Medya değişse ve kapasite artsa da veri depolamanın temel işlevi onlarca yıldır değişmeden kaldı. 1980’lerin manyetik disk sürücüleri ve bantları çoğu zaman günümüzdeki flash depolamayla aynı işlevi ve aşağı yukarı aynı mimariyi yerine getirir. Ancak hesaplamalı depolama, depolama ve veri işlemeye yaklaşımımızı yeniden tanımlayacak şekilde ayarlanmıştır. Peki potansiyel faydaları ve zorlukları nelerdir?

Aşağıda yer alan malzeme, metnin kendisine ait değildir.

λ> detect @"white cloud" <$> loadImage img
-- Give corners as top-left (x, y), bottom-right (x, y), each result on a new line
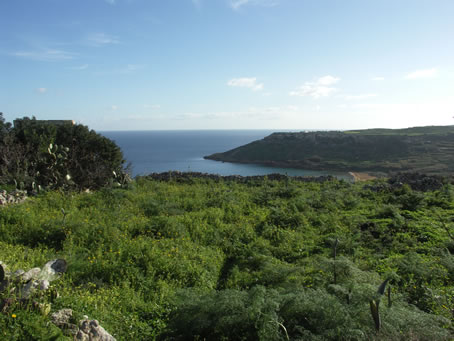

Veri işleme, tipik olarak, depolama cihazına geri yazmadan önce, giriş/çıkış (G/Ç) köprüsü boyunca küçük gruplar halinde depolama aygıtından işlemciye veri hareketini içerir. Ancak G/Ç kanalı genellikle depolamaya daha yakın yerlerde elde edilebilecek veri aktarım hızlarından daha yavaştır. Bu, verilerin işlenme hızını yavaşlatır ve darboğazlara neden olur.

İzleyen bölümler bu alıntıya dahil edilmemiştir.